Ostensibly, the actual conception, design and development of the symbol was done at a time when written languages were unheard off. As a result, it is opined that some gifted Chinese ancestor came up with an idea of representing the symbol using nothing but a line system. In the system, a solid line (yang line) stood for notions such as motion, elevation or as an indication of strength in given images. The yin lines, on the other hand, evoked the image of motionless states, depression and or weakness in images. In that system, the ensuing bigram of the yang and yin lines needed an additional yon or yang line and the result became the Pa- Kua. The Sky was, for instance, represented by three solid lines horizontally laid in a parallel state while the Earth was represented by three broken lines laid in similar manner. The other eight phenomena were represented by varying combinations of solid and broken lines.

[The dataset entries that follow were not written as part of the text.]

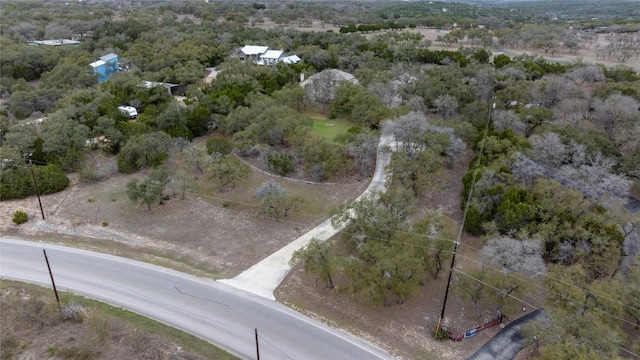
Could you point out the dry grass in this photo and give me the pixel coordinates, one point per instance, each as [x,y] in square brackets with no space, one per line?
[32,327]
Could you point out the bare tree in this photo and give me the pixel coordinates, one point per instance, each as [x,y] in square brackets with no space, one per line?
[515,255]
[322,88]
[363,151]
[385,91]
[57,31]
[619,115]
[408,131]
[587,74]
[548,150]
[485,81]
[446,105]
[572,111]
[551,89]
[507,119]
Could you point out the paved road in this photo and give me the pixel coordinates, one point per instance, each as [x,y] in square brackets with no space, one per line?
[264,277]
[507,342]
[212,311]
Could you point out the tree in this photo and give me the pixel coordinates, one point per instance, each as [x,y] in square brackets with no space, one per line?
[150,190]
[228,172]
[485,80]
[322,88]
[434,235]
[219,145]
[619,116]
[446,105]
[318,258]
[551,89]
[149,149]
[362,149]
[322,159]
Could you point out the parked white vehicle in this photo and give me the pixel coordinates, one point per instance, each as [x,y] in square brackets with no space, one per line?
[129,110]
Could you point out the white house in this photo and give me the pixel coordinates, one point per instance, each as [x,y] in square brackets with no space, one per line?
[251,52]
[271,57]
[262,55]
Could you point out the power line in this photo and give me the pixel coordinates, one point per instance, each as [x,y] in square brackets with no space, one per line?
[464,215]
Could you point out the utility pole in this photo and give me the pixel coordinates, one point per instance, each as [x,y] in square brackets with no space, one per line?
[464,218]
[55,291]
[35,186]
[257,346]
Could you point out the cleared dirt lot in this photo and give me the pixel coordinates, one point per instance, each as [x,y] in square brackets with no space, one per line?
[220,233]
[586,56]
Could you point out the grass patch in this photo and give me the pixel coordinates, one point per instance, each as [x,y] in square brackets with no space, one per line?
[104,322]
[329,128]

Further, the eight trigrams are order in two ways: the pre-heaven baa (Fu Xi bagua)and the post heaven bagua (King wen bagua). Chinese scholars point to the fact that it is erroneous to simply translate the two as being ‘earlier version or later version Pa kua respectively’. This is tied to the idea that the Chinese character for day also refers to sky and heaven. Nevertheless, the former casts a complete picture of the Universe. In this arrangement, the Sky is opposite to the Earth and so is the Wind arranged against Thunder. The mountain and Marsh are similarly arranged just as Fire placed opposite Water. The post heaven Pa- kua, on the other hand, was rearranged for purposes of ease of usage in other contexts such as the FengShui.



Simply stated, the bagua or pa- kua can be said to have been an instrumental symbol that sought to explain how everything in the world started. Even in the ensuing variations relating to what exactly each phenomena does may not be meaningful in an already logical explanation for the start of the world. What remains to be seen would be perhaps the consideration of the meaning of the symbol in light of the tremendous changes in the world today.